Il copione ha previsto che fosse lei, con la sua voce flemmatica e resa artificiale dalla sovrapposizione fuori syncro, a far battere il cuore del dottorino di turno, questa volta impersonato dall’anti sex-symbol per antonomasia, in quanto a totale mancanza di fascino, David Sebasti. Quando si dice, una coppia che non buca lo schermo (e che è passata inosservata sui settimanali).
Devo ammettere, però, che dopo il mio pessimo giudizio inferto alla serie, partita con le peggiori prospettive, qualcosa è cambiato in corso d’opera e sono pronto a riconoscerne i motivi. Gran parte del merito va indubbiamente a Margot Sikabonyi che, dopo i tira e molla della sua conferma nel cast, ha dato un gran valore aggiunto alla fumettistica sceneggiatura complessiva con la controversa evoluzione del suo personaggio.
Di ritorno dall’Africa, in cui si era trasferita con il suo novello sposo Guido per fare volontariato, la brava ragazza di un tempo pare essersi volatilizzata, lasciando spazio a una giovane donna inquieta e ricca di sfaccettature. La sua drammatica esperienza sul campo, minacciata da dilaganti casi di mortalità infantile, sembra offuscare il suo sogno di diventare medico e metterne sempre più a repentaglio l’imminente tesi di laurea. La nuova Maria è riuscita ad apportare alla serie, con il suo tardivo quanto auspicato ritorno rivelatosi di giovamento alla crescita degli ascolti, una grande carica umana, in grado di spezzare la piega attoriale sempre meno credibile presa da certi suoi colleghi. Si conferma lei la vera eroina di questa serie, seppur con un ruolo apparentemente in sordina e di contorno rispetto al classico contraltare amore-famiglia, proprio per essere riuscita a distinguersi emozionando lo spettatore. E il grande plauso va anche alla magnifica coppia Banfi-Vukotic che, con le sue schermaglie amorose funestate dal tema della lotta di classe, è riuscita a creare dei godibilissimi siparietti comici all’altezza dei rispettivi talenti.

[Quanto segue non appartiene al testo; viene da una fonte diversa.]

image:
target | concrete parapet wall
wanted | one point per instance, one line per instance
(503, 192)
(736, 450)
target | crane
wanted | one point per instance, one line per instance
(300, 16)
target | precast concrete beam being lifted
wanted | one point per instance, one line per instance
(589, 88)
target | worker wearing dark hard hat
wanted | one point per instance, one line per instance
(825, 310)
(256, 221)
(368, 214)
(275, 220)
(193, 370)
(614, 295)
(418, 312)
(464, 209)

Un Medico in famiglia, dunque, serve sempre, in primis alla Rai che, come fatto rilevare dallo stesso Banfi in dichiarazioni assai polemiche, se ne è servita come copertura di palinsesto cambiandone all’occorrenza giorno e durata di messa in onda (recentemente ridimensionata con un episodio alla domenica per arginare la concorrenza in più serate).
Ma, soprattutto, serve al pubblico, per scacciare via i cattivi pensieri, passare una serata in compagnia e ritrovare quell’acritica fidelizzazione a un prodotto televisivo che ci fa sentire i suoi protagonisti ‘come di famiglia’. Che poi la trama vacilli e inizi a svilire anche i professionisti più talentuosi è un altro discorso che, di fronte a un gradimento popolare così caloroso e longevo, arriva a smentire in toto l’equazione flop=bassa qualità.